Quand nous avons emménagé dans l'immeuble de l'avenue Chardy, nous étions à quelques minutes à pied du Rex.

Surtout, le Rex m'évoque les matinées du jeudi. A cette époque (57-60 puis 62-64), nous passions le jeudi après-midi à l'Ecole de Musique où ma mère donnait des cours de piano. L'Ecole occupait les locaux de l'école de la RAN, qui fut aussi la nôtre. Nous nous occupions comme nous pouvions, faisant nos devoirs dans la salle de ma mère, prenant nos cours de solfège auprès de M. Biscara, le professeur de trompette, nous baladant au long des"couloirs" en terrasse ou jouant dans l'immense cour.

Il faudra peut-être y revenir à ces soirées/journées à l'Ecole de Musique d'Abidjan.

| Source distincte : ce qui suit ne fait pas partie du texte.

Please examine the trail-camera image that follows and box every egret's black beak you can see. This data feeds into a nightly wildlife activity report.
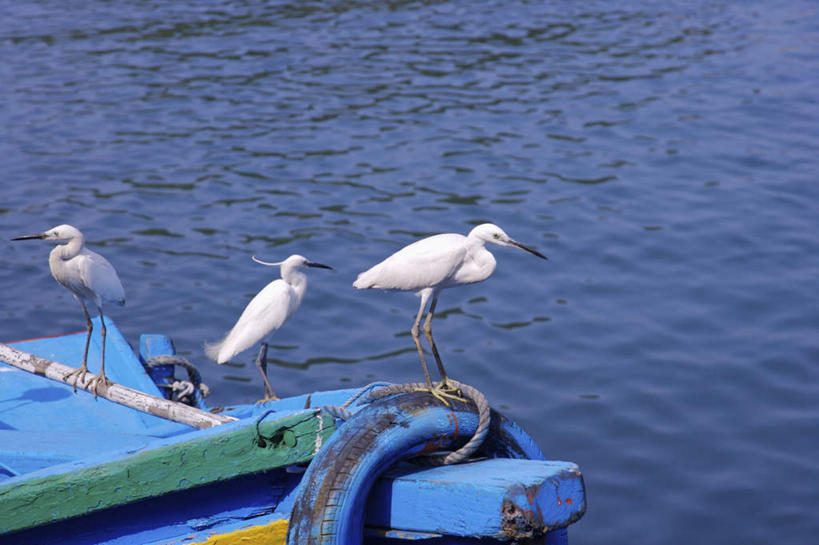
[509,240,549,261]
[11,233,45,240]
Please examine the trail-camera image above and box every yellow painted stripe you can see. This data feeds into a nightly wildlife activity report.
[191,520,287,545]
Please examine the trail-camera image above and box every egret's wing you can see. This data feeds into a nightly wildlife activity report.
[207,280,301,363]
[74,248,125,305]
[353,233,467,291]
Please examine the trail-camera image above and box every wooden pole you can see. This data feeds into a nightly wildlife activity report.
[0,343,236,428]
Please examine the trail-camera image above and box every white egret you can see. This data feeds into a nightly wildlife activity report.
[353,223,547,400]
[11,225,125,397]
[205,254,332,401]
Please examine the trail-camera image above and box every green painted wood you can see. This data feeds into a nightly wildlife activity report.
[0,411,335,534]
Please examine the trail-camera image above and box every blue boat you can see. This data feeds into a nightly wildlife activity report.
[0,318,586,545]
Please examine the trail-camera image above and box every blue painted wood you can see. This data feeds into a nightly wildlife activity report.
[288,394,585,545]
[365,458,585,538]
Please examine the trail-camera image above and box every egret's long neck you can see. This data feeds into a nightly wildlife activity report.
[51,235,85,261]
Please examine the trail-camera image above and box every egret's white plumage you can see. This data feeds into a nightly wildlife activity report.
[205,254,331,399]
[12,225,125,395]
[353,223,546,396]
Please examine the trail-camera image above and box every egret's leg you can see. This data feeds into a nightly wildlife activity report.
[256,342,279,403]
[91,307,111,399]
[410,290,433,391]
[424,293,466,401]
[424,293,447,382]
[65,296,94,393]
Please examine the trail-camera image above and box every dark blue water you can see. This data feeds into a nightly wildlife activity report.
[0,0,819,545]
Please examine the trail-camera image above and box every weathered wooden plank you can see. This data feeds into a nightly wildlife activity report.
[0,343,236,428]
[0,411,335,534]
[366,458,586,539]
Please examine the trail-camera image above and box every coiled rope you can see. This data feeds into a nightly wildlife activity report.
[322,379,491,465]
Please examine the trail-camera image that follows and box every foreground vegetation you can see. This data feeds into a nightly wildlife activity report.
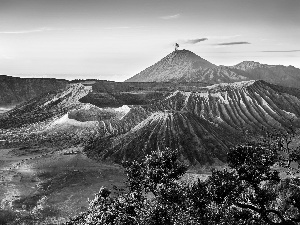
[67,131,300,225]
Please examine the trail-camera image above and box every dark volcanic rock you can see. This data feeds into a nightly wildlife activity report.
[0,75,68,106]
[125,50,300,87]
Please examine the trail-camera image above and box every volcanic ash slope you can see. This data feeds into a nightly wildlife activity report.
[89,81,300,164]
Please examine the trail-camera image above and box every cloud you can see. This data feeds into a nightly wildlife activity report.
[261,50,300,52]
[207,34,242,40]
[217,41,251,45]
[104,27,131,30]
[0,27,63,34]
[185,38,208,45]
[160,14,180,20]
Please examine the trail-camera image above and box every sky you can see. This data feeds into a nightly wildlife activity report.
[0,0,300,81]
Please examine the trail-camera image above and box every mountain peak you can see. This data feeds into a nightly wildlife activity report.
[233,61,268,71]
[126,49,217,82]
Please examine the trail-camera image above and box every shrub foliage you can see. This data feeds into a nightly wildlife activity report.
[67,142,300,225]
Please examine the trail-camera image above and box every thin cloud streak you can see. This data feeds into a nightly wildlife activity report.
[217,41,251,45]
[261,50,300,52]
[0,27,63,34]
[185,38,208,45]
[104,27,131,30]
[207,34,242,40]
[160,14,180,20]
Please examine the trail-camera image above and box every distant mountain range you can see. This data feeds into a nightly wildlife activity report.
[125,50,300,87]
[0,80,300,165]
[0,50,300,165]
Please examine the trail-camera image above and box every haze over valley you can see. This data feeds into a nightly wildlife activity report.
[0,0,300,225]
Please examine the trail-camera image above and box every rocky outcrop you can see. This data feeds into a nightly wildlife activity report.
[0,84,91,129]
[231,61,300,88]
[87,81,300,164]
[0,75,68,106]
[125,50,300,87]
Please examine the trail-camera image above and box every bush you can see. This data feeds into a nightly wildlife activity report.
[67,145,300,225]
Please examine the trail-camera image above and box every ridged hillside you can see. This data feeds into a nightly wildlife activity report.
[94,111,230,164]
[0,75,68,106]
[125,50,241,84]
[87,81,300,164]
[0,84,90,129]
[125,50,300,87]
[231,61,300,88]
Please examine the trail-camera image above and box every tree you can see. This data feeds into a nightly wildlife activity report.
[67,143,300,225]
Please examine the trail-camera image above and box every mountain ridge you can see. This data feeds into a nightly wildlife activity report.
[125,50,300,87]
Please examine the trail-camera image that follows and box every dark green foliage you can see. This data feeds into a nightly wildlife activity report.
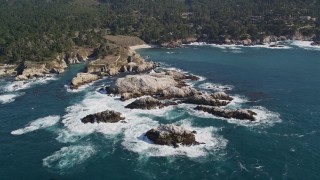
[0,0,320,62]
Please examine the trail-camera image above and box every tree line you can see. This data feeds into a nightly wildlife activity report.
[0,0,320,63]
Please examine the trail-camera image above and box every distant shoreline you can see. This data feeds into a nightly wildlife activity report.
[129,44,157,51]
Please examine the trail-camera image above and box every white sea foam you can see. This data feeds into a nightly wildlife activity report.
[64,83,93,93]
[288,41,320,51]
[190,41,292,50]
[166,51,175,54]
[226,95,249,109]
[0,94,21,104]
[42,145,96,170]
[199,82,234,91]
[11,116,60,135]
[3,75,57,92]
[187,42,208,46]
[57,92,226,157]
[122,120,227,158]
[249,42,292,49]
[185,106,282,128]
[57,92,172,142]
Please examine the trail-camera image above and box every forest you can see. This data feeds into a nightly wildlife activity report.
[0,0,320,63]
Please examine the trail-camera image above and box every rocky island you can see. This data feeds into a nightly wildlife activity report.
[145,124,200,148]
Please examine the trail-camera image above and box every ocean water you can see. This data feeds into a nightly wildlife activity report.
[0,42,320,179]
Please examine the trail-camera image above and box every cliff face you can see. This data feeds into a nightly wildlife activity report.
[0,64,17,77]
[86,48,155,76]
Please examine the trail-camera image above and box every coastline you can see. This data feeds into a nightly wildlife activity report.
[183,40,320,50]
[129,44,156,51]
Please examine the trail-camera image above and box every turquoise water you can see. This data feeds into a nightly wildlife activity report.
[0,43,320,179]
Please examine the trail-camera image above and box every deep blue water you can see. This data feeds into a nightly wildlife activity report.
[0,46,320,179]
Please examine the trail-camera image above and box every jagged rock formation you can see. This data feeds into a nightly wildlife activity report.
[15,61,49,80]
[210,92,233,101]
[71,73,99,89]
[81,110,125,123]
[0,64,17,77]
[146,124,200,147]
[195,106,257,121]
[107,71,200,100]
[184,93,230,106]
[126,97,177,110]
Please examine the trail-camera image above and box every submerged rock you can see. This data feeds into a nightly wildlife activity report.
[81,110,125,123]
[146,124,200,147]
[195,106,257,121]
[211,92,233,101]
[114,74,177,95]
[185,94,230,106]
[71,73,99,89]
[126,97,177,110]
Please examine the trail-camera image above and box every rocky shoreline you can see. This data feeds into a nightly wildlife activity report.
[158,32,320,48]
[82,69,257,148]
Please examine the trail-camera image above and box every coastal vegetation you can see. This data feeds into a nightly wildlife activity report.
[0,0,320,63]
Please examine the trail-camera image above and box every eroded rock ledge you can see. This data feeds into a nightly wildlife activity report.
[195,106,257,121]
[81,110,125,123]
[145,124,200,148]
[126,97,177,110]
[70,73,99,89]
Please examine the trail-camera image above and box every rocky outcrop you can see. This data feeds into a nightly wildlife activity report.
[165,70,199,81]
[46,60,68,74]
[107,71,199,100]
[146,124,200,148]
[184,94,230,106]
[195,106,257,121]
[15,61,49,80]
[126,97,177,110]
[71,73,99,89]
[211,92,233,101]
[0,64,17,77]
[159,86,199,99]
[160,41,182,48]
[81,110,125,123]
[115,74,178,95]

Enfin, le jeudi après-midi, jour de congé scolaire, nous étions là. Vers 17 heures et quelques, nous prenions, ma sœur et moi, le chemin du cinéma.

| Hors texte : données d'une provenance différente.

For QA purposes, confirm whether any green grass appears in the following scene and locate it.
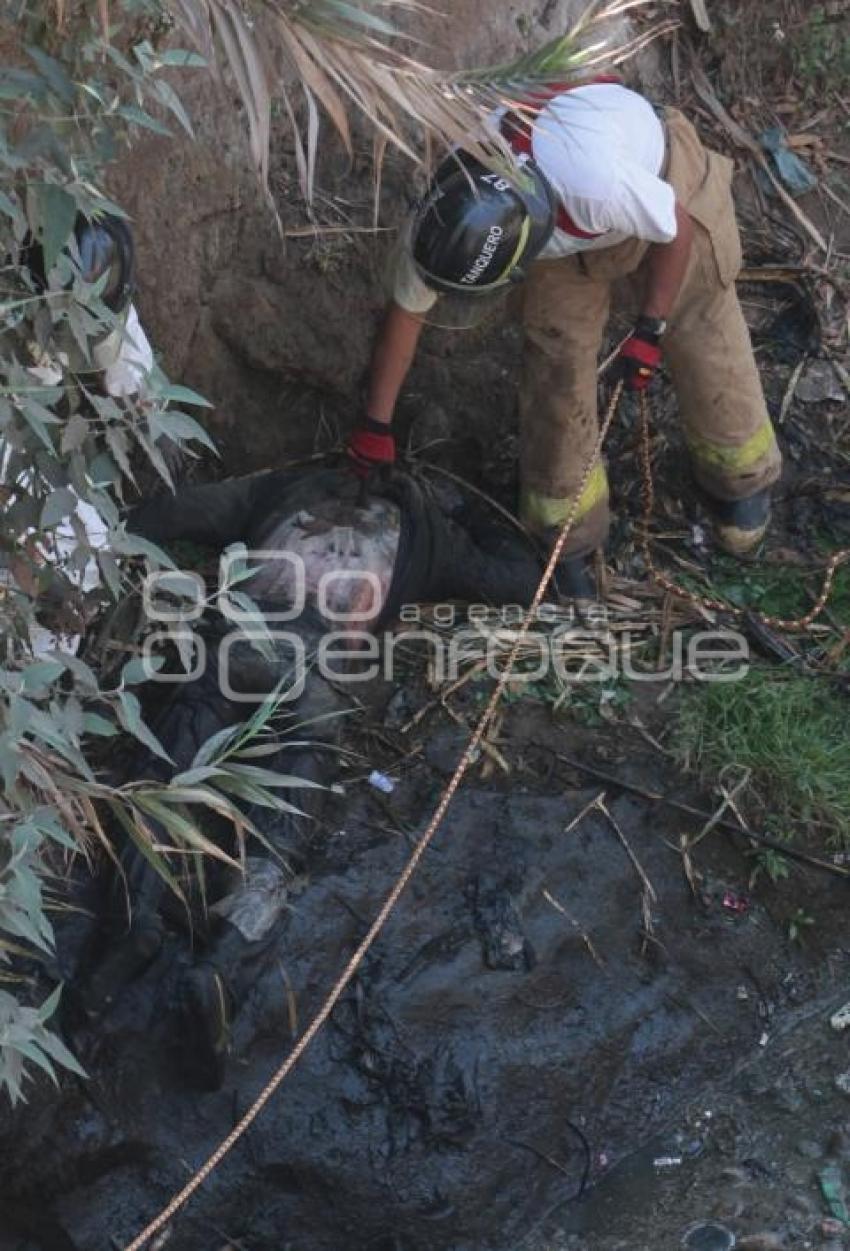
[671,669,850,846]
[791,5,850,95]
[680,557,850,626]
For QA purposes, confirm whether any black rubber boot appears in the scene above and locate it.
[709,487,771,555]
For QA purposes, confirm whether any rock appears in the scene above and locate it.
[796,360,844,404]
[830,1003,850,1033]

En rouge, en haut à gauche, le bâtiment de la RAN/Ecole de Musique. En vert, l'itinéraire que nous suivions probablement. En mauve, un itinéraire alternatif. 
Je ne suis pas en mesure de jurer que cet itinéraire est exactement celui que nous suivions. Ce dont je suis à peu près certain, c'est que nous partions vers la droite et que nous arrivions au Rex en venant de la droite, côté Franchet d'Esperey. De surcroît, il n'y avait  guère d'autre option que celle-là si on regarde bien le plan de l'époque.

Un peu avant 18 heures, nous attendions notre tour de passer à la caisse.
.Puis nous allions nous installer dans les gradins.

Le Rex, côté "salle".  En bas à droite se profile l'amorce de l'écran.

J'aurais tendance à appeler ce cinéma le "diurne" -- par opposition au "nocturne" Club -- car ces séances du jeudi se déroulaient en matinée, avant le dîner. Façon de parler quand même, car, s'agissant d'un cinéma en plein air, il n'était pas question de commencer la projection avant la tombée du soir, vers 18 heures.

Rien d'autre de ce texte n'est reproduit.